The team fell apart afterward but pulled itself back together.
“We vowed to keep Katrina's dream alive and we did,” Sam told Indian Country Today Media Network. “We dedicated this to her.”
They were just some of the basketball players competing in an annual tournament that drew 26 boys' teams and 23 girls' teams from First Nations across British Columbia to compete for division titles at the weeklong event in Port Alberni from March 18 through 23. As much annual reunion as tournament, the games drew more than 2,000 people to the opening ceremonies.
In the boys division, the Skidegate Saints beat the Heiltsuk Nation 66–62 to capture that title.
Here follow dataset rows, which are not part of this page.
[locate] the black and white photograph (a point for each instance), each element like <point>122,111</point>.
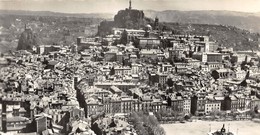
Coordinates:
<point>129,67</point>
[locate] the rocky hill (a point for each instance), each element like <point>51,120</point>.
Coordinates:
<point>248,21</point>
<point>130,19</point>
<point>27,40</point>
<point>57,14</point>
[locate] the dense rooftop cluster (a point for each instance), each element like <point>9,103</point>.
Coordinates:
<point>125,82</point>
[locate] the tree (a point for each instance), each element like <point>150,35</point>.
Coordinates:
<point>124,38</point>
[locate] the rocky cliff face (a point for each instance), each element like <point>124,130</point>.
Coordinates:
<point>131,19</point>
<point>27,40</point>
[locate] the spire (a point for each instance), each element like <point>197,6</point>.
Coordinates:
<point>130,4</point>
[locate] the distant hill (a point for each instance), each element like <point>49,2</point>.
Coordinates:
<point>49,13</point>
<point>227,36</point>
<point>243,20</point>
<point>27,40</point>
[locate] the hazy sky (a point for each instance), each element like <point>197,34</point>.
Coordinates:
<point>112,6</point>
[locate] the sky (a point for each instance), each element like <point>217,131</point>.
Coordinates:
<point>112,6</point>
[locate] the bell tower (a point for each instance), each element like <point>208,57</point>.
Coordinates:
<point>223,130</point>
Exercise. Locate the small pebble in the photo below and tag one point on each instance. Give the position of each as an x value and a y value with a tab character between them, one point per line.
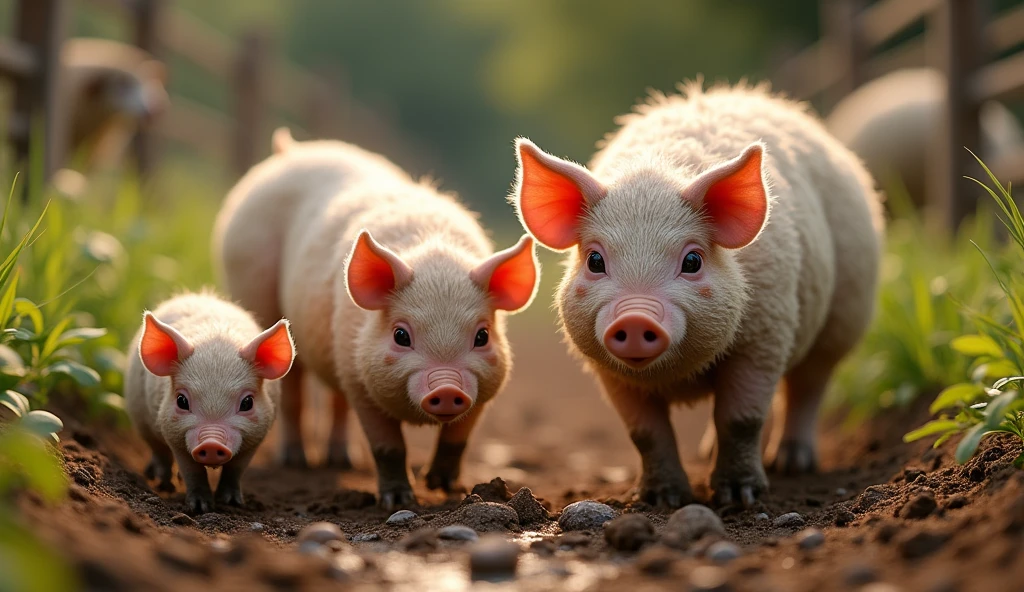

Playing before 900 fans in the Alberni Athletic Hall, Saints players performed a victory dance around the gym floor to the sound of a traditional song.
“Give respect where respect is due—to the boys here,” Saints head coach Desi Collinson said. “You can't deny them the respect they deserve.”
Heiltsuk was undefeated at 5–0 and rested coming into the final. Skidegate, however, battled their way through the losers bracket, playing six games in two days to get to the championship.
The teams played wide open from the opening tipoff, continually attacking each other with fast break offenses. Heiltsuk drove the ball into Skidegate’s key, then passed it to the wing, who scored two points several times to close within one point at 46–45. Saints Nathan Vogstad scored key baskets that kept Heiltsuk at bay.
“We switched up our defense too from man-to-man to zone then back to keep them off balance,” Collinson said.
Heiltsuk lost six players to age restriction (age 17) this season, and its players are two to three years younger on average than Skidegate.
“They have a lot of good junior ball ahead of them,” Gladstone said of his team. “We'll be back strong.”
Saints Joel Richardson was named boys’ MVP.
“His teammates looked to him at key times even when the crowd didn't,” all-star committee member Rick Lindholm said.
So too with Sunz post Nicole Botting, who scored 22 points from the low post and was named tournament MVP. The title winning game against the Gingolx Storm from Northern B.C. was close, with Gingolx pulling within three points of Ahousaht's lead late in the fourth quarter. But a key defensive play by Sunz guard Cory Williams, followed by four points, gave the team some breathing room and sealed the championship.
The training was intense, but the Sunz were fueled by the memory of their beloved coach, and a dream.
“We had them run on the beaches in the rain swim in cold ocean water at 7 a.m. every morning,” Sam said. “It was tiring but it feels good to be back at home in Ahousaht. We set the bar high early, and we accomplished what we set out to do.”
The Sunz weren’t the only dreamers. Richardson, the boys’ MVP, is already looking beyond the junior all native, telling ICTMN, “I want to study psychology and play ball at a Division One university after I graduate from high school.”